House debates

Wednesday, 10 June 2020

Adjournment

Building and Construction Industry

7:28 pm

Photo of Tanya PlibersekTanya Plibersek (Sydney, Australian Labor Party, Shadow Minister for Education and Training) Share this | | Hansard source

All of us want to stimulate and help the construction industry at the moment. We all want to see more homes built. We want to see more apprentices being taken on. We want to see more tradies keeping their jobs. We want more people to have a secure roof over their heads. This is particularly important as we enter the first recession in a generation, but none of this will be easy.

Only last week we saw new modelling that projected that without serious help we will lose 100,000 additional apprentices by December. We're losing them at a rate of 2,000 a week. A collapse of this size would be calamitous for the building industry. It'll add to the depth and the pain of this recession. If the Prime Minister is serious about really wanting to avert this crisis and stimulate the construction sector out of recession, he needs to do much more than what we saw with the announcement of HomeBuilder last week with great fanfare on the grass in Eden-Monaro.
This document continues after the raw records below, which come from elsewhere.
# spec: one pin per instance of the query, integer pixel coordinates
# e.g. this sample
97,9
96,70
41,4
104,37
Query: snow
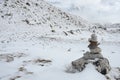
37,42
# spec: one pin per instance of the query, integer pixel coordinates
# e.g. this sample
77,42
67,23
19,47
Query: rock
89,55
9,58
101,63
96,50
94,56
102,66
79,64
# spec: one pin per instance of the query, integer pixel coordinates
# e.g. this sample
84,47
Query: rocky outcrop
94,56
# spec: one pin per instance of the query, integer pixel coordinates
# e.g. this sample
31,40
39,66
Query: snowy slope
32,18
39,41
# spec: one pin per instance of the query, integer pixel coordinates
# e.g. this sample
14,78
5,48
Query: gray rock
89,55
79,64
101,63
102,66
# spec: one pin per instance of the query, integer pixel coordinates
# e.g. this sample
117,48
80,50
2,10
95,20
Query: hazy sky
93,10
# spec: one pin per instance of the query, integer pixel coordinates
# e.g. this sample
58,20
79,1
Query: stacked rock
94,56
93,46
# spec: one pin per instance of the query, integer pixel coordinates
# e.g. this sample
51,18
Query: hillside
38,42
35,18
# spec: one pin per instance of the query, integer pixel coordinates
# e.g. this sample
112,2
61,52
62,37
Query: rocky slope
24,18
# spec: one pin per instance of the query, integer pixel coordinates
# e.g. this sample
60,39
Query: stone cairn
94,56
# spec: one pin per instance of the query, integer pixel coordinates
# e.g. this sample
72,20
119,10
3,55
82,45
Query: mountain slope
25,19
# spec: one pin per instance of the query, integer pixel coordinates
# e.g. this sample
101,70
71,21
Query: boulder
102,66
79,64
101,63
90,55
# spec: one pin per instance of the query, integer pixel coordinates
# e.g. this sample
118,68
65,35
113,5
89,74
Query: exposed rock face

There is $688 million to encourage home renovations—$25,000 for each grant. The only problem, when you read the fine print, is: who is going to be able to make use of this program? You've got to have between $150,000 and $750,000 to spend, but you've got to be earning less than $125,000. So, really, who is it that's going to borrow more than they earn? Well, there might be a few people, but they would have had this work in the planning stages already. The scheme is designed to lock out the vast majority of Australians. You've got a lot of people who'd like to get projects done, but they don't have $150,000 lying around.

What's more, I think that at a time like this, when unemployment is on the doorstep and a recession is looming, the idea that people who are earning $125,000 or less are going to take a chance with something like that really misses the reality of most people's lives. We know that there are better ways of promoting construction. We know because we did it during the global financial crisis. We didn't go into recession; we kept Australia out of recession, and one of the ways we did it was by investing in social housing with $6 billion, resulting in 21,600 new homes and 92,000 dwellings upgraded or improved. We established the National Rental Affordability Scheme to build 50,000 new affordable rental homes. We invested for first home buyers to help them into a home of their own. We began the National Partnership Agreement on Remote Indigenous Housing, with $5.5 billion over 10 years to deal with the massive issues of overcrowding and poor-quality accommodation in remote Indigenous communities. One of the reasons we were so worried about COVID-19 getting into remote Indigenous communities is that overcrowding and poor-quality housing still plague many communities. We released the homelessness white paper during the global financial crisis and set aside $550 million for new homelessness services.

I draw the Prime Minister's attention to the fact that states and territories have managed to house thousands of rough sleepers during this period, mostly in hotel accommodation and student accommodation and so on. What a fantastic contribution to the lives of those people. What an improvement for them. But, also, what a great way of keeping the rest of us safe, making sure that COVID-19 wasn't spreading amongst vulnerable communities. It is unthinkable that we will turn the tap off and send those people back out to sleep rough on the streets when this crisis is over, but where will they go? Those opposite could have invested in extra support to build emergency accommodation for the thousands of people that are being turned away every night. Every night in Australia, thousands are being turned away, most of them women and children fleeing domestic violence. It is possible to invest in construction, to help people buy a home of their own, to help with affordable rental accommodation in the private sector, to invest in social housing and also to invest in new emergency accommodation to help those most vulnerable in our society and to support tradies and apprentices. What a shame the government has gone for such a pale imitation of a housing policy.